Your Day Out: Delight for all ages

Thornton-le-Dale's spectacular Christmas light.
Thornton-le-Dale's spectacular Christmas light.

This splendid little walk around the attractive village of Thornton-le-Dale will delight all ages. Specially chosen for the festive season, it follows country lanes and is charming when Christmas lights enhance its natural attractions.

Thornton-le-Dale retains an olde-worlde charm with many tranquil and beautiful sights. It’s situated on the southern edge of the North York Moors and lies about two miles east of Pickering along the A170 Scarborough to Pickering road. A Boxing Day or New Year’s Day treat to visit this village will really “put the icing on the cake!”

Entering Thornton-le-Dale from Scarborough, the Church of All Saints is seen on high ground to the right. Sir Richard Cholmley is buried in the chancel, and in the churchyard is the gravestone of Matthew Grimes who fought at Waterloo and guarded Napoleon on the Island of St Helena.

Immediately beyond the church, turn first left into Dog Kennel Lane, respecting residents’ access before parking here.

Start from here and walk up this pretty lane to meet its union with Rectory Lane and Peaslands Lane. Here, go left along Rectory Lane, which continues to meet South Lane. This pleasant backwater of stone-built properties leads to the road junction by bearing left along the northern tip of Hurrell Lane. The High Hall stands impressively to your left.

Meeting the High Street, cross with care and bear immediately left into Church Lane. Begin the descent past cottages and houses, and view the church ahead. Skirting the churchyard walling, drop down to the road junction and turn sharp right into Priestman’s Lane. This was named after the family who built the large houses there in the 18th Century. Bedecked with evergreens, this lane swiftly accompanies Thornton Beck as it glides beneath bridges and glimpses Midstream Cottage and rural scenes.

Beyond the ‘Ford’ sign, admire Burgess Mill ahead. From the road bridge, deviate off right at number six lamp post, where a signed public bridleway leads to views of a fish ladder. Then return and cross the little wooden footbridge to rejoin the road past the mill (Burgess Group).

Continue up Whitbygate with woodland to the right. As Ellerburn Road enters on the right, keep to Whitbygate. Ascending to the road junction, turn left downhill along the verge footpath to re-enter Thornton-le-Dale. From the Buck Inn at the corner of Chestnut Avenue, turn right to reach Classic Car Sales at DT Mathewsons. The motor museum may be open, with classic and vintage cars and motorbikes form 1918-1976 and a chance to watch the restoration process!

Then, cross the road (A170) to enter Roxby Road. Walk past Archway Lane, Roxby Gardens, Roxby Terrace, and Roxby Garth before sweeping left with the road to enter Maltongate.

Turning left by The Corner Cottage, continue along Maltongate with the beck to your right, crossed by footbridges.

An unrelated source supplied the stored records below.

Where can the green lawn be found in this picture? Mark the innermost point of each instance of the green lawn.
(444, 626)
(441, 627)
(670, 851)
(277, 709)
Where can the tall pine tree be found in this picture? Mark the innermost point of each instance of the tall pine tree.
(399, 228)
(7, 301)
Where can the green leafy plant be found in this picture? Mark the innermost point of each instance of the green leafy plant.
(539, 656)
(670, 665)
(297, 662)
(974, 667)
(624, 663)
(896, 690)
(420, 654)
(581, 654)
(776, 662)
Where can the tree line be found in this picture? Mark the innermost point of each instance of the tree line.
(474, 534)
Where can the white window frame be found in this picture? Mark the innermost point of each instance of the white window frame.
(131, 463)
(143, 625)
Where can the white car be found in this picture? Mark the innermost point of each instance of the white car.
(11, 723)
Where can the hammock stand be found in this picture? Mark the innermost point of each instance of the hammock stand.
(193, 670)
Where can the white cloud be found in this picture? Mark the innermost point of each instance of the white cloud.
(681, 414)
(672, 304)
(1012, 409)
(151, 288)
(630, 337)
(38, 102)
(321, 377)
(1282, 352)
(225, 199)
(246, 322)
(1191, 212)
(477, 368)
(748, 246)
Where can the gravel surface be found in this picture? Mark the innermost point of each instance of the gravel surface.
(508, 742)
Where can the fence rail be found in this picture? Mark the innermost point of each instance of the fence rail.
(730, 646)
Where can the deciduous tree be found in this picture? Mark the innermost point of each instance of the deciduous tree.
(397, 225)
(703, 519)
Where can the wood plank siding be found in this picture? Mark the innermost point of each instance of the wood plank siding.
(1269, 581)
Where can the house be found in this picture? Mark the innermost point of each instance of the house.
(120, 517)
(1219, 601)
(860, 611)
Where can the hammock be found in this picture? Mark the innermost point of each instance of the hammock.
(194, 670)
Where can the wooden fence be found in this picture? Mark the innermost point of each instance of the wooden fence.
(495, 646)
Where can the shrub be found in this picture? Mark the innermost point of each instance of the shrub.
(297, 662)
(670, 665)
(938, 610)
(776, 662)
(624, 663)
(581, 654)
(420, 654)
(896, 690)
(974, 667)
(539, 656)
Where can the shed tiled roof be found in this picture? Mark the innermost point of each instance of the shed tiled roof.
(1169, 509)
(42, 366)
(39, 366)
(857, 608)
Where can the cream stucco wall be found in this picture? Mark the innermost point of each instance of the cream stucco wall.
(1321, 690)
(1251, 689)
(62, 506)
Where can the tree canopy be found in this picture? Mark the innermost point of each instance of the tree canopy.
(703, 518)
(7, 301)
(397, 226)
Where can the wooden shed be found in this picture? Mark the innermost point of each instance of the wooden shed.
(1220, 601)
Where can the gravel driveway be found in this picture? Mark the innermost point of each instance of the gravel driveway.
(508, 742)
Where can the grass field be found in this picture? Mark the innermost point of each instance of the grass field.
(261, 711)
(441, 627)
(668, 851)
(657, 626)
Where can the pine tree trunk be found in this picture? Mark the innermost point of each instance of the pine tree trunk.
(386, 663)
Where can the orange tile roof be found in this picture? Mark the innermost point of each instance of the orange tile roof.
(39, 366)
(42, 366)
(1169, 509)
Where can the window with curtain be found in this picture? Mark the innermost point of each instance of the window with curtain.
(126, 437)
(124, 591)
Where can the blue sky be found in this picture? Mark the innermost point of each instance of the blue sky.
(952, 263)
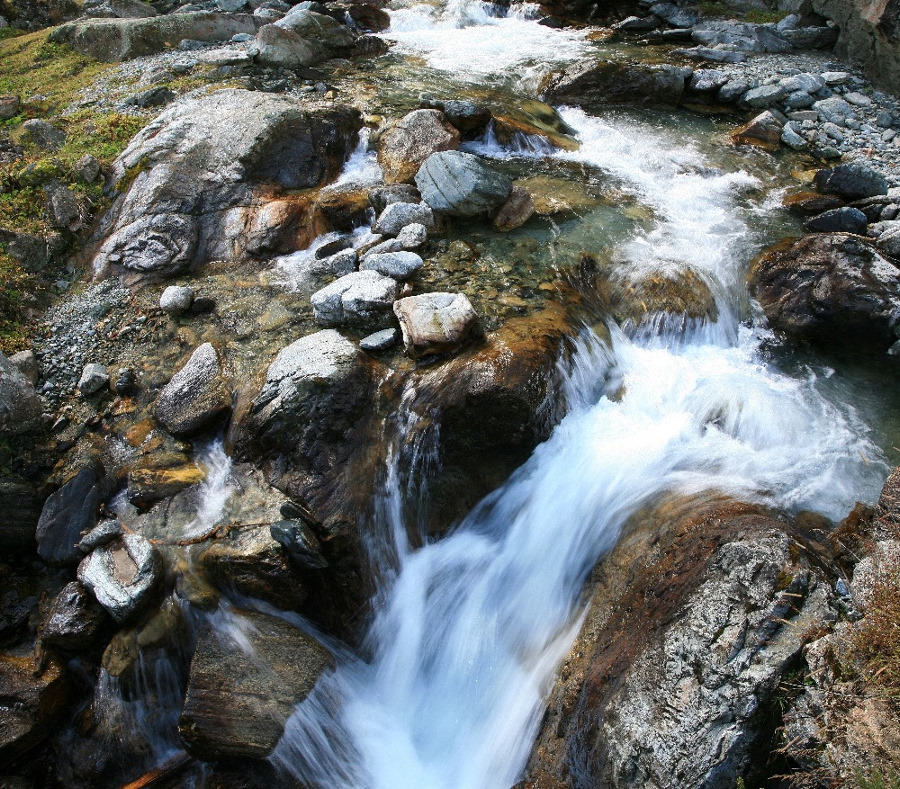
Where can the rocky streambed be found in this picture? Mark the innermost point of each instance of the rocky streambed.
(453, 397)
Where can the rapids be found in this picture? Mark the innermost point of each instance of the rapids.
(472, 627)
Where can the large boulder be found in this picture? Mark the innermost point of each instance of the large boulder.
(197, 181)
(122, 575)
(406, 145)
(829, 288)
(34, 701)
(594, 84)
(460, 184)
(68, 512)
(20, 407)
(196, 397)
(672, 683)
(241, 692)
(112, 40)
(435, 323)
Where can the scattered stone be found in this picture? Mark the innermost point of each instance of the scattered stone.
(94, 378)
(435, 323)
(405, 146)
(196, 397)
(20, 406)
(398, 215)
(763, 131)
(461, 184)
(43, 135)
(122, 575)
(380, 340)
(176, 299)
(67, 513)
(298, 540)
(516, 211)
(852, 181)
(75, 620)
(362, 298)
(838, 220)
(398, 265)
(241, 692)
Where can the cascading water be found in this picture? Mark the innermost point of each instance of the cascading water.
(473, 626)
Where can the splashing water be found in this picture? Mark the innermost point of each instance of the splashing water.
(469, 634)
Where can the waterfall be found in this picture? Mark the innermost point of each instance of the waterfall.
(472, 627)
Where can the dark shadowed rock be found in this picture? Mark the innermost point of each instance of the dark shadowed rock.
(253, 563)
(461, 184)
(122, 575)
(195, 177)
(830, 288)
(593, 84)
(240, 694)
(406, 145)
(75, 620)
(838, 220)
(673, 680)
(67, 513)
(196, 396)
(852, 181)
(111, 40)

Seek off right a turning to the car park and Lakeside Toilets. Follow arrows to the village centre straight ahead. Keeping toilets to the right, follow the lakeside path over a footbridge spanning the beck to enter the village. Cut across to the focal point of the village – The Green, where every Sunday from about mid-July to the end of August, silver and brass bands perform. Don’t miss the village cross, where the annual tribute of red and white herring used to be handed from the Abbot of Whitby to the Hospitallers of St Leonard’s in York. The nearby stocks are a replica of the original.

Walk now along Chestnut Avenue, with Thornton Beck flowing through the village, though divided into many channels. With tearooms and bakeries, inns and restaurants, along with Balderson’s ice cream (in summer), there’s refreshment in abundance.

Beyond Balderson’s are Lady Lumley’s Almshouses to your left. They were founded in 1656 by Elizabeth Viscountess Lumley, who also endowed the old grammar school at the end of the row.

Magnificent horse-chestnut trees flank the beck which flows past the high walls enclosing the Hall’s grounds.

At Bridgefoot House, cross the road bridge and pause to view any trout lurking in the water. Then view Beck Isle thatched cottage situated on the bend. It’s one of the most photographed parts of the village. Many years ago it was used as the laundrymaid’s house.

Cross the bridge and you’ll notice that the waters divide here.

Pass the Hall to your right, and the Church of All Saints stands proudly elevated beside the High Street.

Before reaching the church, cross the A170 to turn right into Dog Kennel Lane and return to your starting point.

Distance: 2.5 miles of easy, firm walking. Interest all the way, and no special foot wear is required.

Allow a good hour or more for a leisurely stroll, and time it for the festive lights to be admired, and a hot pie or sausage roll with a bowl of steaming soup for a warm up!

Refreshment: Plenty of choice in the village centre. Happy Christmas everyone!